Le présent rapport constitue la synthèse des informations
rassemblées à cette occasion.
*
* *
Croire
que le choix de contrôler le « fonds de financement de la
réforme des cotisations patronales de sécurité
sociale » (FOREC) est né de l'opposition de la majorité
sénatoriale à la politique de réduction du temps de
travail relèverait au mieux d'un malheureux contresens et au pire du
procès d'intention.
La loi du 19 janvier 2000, dite « loi Aubry II », est
désormais une « loi de la République ».
Aussi le présent rapport n'a pas pour objet de se prononcer sur
la
pertinence de la loi sur la réduction négociée du temps de
travail
, mais sur
la gestion du dossier du financement des trente-cinq
heures
par le Gouvernement.
Cette gestion -on n'ose utiliser le terme de « politique
publique »- est à proprement parler catastrophique.

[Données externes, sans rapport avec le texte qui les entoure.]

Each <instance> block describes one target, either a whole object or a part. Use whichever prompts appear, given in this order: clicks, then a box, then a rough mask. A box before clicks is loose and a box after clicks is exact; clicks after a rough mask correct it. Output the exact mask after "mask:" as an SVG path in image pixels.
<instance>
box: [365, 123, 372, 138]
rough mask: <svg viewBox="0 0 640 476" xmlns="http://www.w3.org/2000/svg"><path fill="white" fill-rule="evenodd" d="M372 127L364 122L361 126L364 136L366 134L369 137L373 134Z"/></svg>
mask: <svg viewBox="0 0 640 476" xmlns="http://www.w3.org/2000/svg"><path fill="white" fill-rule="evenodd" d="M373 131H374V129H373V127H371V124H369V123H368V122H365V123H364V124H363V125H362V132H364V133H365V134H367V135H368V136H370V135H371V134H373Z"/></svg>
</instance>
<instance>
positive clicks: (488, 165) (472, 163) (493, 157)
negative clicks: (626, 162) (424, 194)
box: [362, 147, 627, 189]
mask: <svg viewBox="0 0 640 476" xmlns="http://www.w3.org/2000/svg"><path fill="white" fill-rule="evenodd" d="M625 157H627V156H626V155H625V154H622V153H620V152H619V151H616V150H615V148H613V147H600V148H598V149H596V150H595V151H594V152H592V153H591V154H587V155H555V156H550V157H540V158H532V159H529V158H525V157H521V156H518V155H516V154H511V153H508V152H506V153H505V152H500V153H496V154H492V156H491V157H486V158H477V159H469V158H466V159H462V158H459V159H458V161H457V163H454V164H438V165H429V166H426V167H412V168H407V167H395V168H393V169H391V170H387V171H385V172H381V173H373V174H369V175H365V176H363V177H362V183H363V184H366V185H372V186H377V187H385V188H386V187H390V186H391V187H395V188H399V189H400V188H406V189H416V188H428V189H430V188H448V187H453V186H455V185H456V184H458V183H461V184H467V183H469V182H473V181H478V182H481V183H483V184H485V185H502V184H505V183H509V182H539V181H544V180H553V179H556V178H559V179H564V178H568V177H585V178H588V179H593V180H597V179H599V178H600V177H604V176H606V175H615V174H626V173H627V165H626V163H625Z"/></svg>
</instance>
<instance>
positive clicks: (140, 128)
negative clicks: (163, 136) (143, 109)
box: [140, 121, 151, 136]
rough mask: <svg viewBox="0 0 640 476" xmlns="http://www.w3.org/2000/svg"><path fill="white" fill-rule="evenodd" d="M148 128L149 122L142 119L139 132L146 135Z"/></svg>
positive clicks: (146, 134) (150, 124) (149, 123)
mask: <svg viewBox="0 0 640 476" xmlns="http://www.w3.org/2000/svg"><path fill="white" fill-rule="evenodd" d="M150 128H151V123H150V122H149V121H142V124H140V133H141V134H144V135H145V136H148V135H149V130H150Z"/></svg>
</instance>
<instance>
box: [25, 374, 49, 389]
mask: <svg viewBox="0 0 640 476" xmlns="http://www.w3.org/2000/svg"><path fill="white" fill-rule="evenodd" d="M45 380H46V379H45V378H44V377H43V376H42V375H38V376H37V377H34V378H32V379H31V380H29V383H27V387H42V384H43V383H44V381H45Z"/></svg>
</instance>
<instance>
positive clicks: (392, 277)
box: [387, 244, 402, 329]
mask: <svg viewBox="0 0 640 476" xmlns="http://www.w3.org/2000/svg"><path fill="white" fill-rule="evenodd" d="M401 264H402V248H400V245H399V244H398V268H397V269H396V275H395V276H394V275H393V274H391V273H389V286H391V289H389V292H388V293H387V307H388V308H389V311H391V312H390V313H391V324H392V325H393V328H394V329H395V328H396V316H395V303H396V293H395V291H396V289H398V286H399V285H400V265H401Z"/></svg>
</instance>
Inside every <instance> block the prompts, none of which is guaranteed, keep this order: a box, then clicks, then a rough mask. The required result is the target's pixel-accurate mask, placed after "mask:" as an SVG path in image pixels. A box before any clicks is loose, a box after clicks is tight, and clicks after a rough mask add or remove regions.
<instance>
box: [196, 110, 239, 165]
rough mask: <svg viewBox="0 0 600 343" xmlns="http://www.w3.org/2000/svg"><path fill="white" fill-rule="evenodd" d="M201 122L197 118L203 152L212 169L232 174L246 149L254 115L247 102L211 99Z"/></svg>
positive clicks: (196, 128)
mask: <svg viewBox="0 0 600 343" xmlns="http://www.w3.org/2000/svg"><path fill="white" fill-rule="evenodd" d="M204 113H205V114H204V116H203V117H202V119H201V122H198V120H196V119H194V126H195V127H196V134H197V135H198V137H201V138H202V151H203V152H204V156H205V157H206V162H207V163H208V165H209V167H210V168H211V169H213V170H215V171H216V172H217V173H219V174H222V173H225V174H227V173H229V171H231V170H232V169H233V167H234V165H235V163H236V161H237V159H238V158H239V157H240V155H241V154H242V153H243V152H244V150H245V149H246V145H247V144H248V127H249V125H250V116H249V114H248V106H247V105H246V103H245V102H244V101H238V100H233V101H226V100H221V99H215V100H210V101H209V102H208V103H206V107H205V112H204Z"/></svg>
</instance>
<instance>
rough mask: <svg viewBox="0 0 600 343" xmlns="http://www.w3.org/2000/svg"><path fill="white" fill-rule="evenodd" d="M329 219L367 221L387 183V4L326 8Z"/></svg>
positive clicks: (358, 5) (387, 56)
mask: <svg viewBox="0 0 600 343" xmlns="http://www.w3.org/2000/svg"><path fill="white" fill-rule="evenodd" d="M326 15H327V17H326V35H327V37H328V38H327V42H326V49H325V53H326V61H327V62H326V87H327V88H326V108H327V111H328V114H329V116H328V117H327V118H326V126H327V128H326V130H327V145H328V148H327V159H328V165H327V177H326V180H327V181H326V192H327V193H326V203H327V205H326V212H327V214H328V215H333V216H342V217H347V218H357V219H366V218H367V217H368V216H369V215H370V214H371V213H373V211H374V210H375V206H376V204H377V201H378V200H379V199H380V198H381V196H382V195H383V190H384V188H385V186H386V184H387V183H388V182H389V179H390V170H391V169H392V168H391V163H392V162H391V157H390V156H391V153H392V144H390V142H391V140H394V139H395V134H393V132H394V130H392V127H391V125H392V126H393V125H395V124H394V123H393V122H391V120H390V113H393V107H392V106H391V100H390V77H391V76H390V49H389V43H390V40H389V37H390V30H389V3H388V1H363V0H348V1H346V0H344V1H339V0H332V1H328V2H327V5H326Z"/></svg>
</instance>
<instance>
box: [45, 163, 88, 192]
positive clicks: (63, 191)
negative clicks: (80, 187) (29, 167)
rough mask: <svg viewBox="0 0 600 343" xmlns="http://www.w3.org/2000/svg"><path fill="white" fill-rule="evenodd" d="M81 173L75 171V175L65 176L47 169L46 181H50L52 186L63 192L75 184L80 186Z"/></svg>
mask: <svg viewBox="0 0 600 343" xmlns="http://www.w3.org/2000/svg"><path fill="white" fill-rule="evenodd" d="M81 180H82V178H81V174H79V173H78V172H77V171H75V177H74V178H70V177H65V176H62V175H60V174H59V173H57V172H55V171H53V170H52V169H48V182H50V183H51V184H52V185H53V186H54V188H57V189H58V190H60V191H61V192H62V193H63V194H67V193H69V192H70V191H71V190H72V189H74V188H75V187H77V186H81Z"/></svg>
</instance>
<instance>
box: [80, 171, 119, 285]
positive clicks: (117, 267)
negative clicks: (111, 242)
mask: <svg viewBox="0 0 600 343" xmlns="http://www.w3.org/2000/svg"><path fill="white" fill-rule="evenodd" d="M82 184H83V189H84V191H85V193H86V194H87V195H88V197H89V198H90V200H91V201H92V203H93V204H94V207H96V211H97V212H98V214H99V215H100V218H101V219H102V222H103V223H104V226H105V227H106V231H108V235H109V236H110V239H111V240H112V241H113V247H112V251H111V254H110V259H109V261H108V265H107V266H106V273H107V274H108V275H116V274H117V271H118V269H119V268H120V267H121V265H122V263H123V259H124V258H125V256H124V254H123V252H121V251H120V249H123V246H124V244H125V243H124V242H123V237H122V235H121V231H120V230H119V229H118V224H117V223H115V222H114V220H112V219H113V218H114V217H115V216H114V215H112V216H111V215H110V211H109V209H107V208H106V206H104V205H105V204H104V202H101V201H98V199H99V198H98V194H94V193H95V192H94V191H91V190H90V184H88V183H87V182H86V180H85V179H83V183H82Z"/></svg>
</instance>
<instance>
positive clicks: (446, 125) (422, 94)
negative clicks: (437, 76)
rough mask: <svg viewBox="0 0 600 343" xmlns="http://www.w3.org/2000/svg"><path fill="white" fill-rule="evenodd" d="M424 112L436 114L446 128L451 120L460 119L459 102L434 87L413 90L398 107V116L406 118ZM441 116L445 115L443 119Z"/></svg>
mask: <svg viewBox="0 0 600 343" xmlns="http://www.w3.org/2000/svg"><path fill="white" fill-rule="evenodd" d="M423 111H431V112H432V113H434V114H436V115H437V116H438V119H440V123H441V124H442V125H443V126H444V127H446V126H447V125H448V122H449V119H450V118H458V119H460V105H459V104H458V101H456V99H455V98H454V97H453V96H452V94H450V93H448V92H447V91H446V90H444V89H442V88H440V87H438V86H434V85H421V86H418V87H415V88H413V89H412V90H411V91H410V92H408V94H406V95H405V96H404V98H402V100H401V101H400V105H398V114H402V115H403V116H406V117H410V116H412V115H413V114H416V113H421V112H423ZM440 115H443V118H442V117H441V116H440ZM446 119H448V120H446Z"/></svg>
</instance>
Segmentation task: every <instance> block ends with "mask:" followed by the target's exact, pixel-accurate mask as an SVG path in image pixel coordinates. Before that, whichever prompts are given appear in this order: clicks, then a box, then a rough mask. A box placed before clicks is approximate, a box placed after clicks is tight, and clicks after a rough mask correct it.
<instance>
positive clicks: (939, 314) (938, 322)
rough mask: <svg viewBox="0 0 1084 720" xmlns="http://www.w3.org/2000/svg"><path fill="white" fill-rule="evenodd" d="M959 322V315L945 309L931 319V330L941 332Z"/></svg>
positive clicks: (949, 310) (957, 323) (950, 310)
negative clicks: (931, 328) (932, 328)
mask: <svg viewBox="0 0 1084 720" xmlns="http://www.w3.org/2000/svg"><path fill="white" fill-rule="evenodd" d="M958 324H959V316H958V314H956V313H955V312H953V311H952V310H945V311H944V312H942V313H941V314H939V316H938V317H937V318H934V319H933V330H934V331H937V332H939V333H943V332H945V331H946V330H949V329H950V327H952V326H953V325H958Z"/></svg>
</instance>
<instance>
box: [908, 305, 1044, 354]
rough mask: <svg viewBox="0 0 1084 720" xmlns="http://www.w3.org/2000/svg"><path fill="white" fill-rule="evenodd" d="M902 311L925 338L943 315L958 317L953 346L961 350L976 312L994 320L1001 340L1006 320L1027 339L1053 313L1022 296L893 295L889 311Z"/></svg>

Recettes
surestimées, dépenses sous-estimées, erreurs
constitutionnelles répétées : il est à
espérer que la doctrine en écrive un jour l'histoire de
manière complète et que celle-ci serve de (contre)modèle
dans les écoles d'administration publique.
Encore faut-il rappeler que ce rapport n'aborde pas la question du financement
des trente-cinq heures dans la fonction publique, qui relève de la
compétence de votre commission des Finances sous réserve
naturellement de l'impact de la réduction du temps de travail dans la
fonction publique hospitalière, qui concerne directement les finances
sociales. Il ne s'agit ici que du financement de la réduction du temps
de travail dans le secteur privé.
Le Gouvernement a fait le choix, pour tenter de compenser aux entreprises le
coût salarial des trente-cinq heures, de leur accorder un
allégement de charges sociales supplémentaire.
Les
dépenses occasionnées par les trente-cinq heures
dans
le secteur privé correspondent ainsi à des
pertes de
recettes
pour les organismes de sécurité sociale.
Le Fonds de financement de la réforme des cotisations patronales de
sécurité sociale (FOREC) a été créé
par la loi de financement de la sécurité sociale pour 2000. Il a
pour objet d'encaisser des recettes affectées et de rembourser, à
travers ses dépenses, les régimes sociaux (régime
général et régime agricole) de leurs pertes de recettes
liées aux exonérations de cotisations de sécurité
sociale.
Votre rapporteur s'en tiendra aux faits : un tel financement n'est pas
assuré. Le déficit cumulé est de l'ordre de 30 milliards
de francs sur les deux exercices 2000 et 2001.
Le Gouvernement ne s'est pas donné les moyens de financer sa
politique ; il s'est employé dès l'origine à en faire
supporter le poids à la sécurité sociale.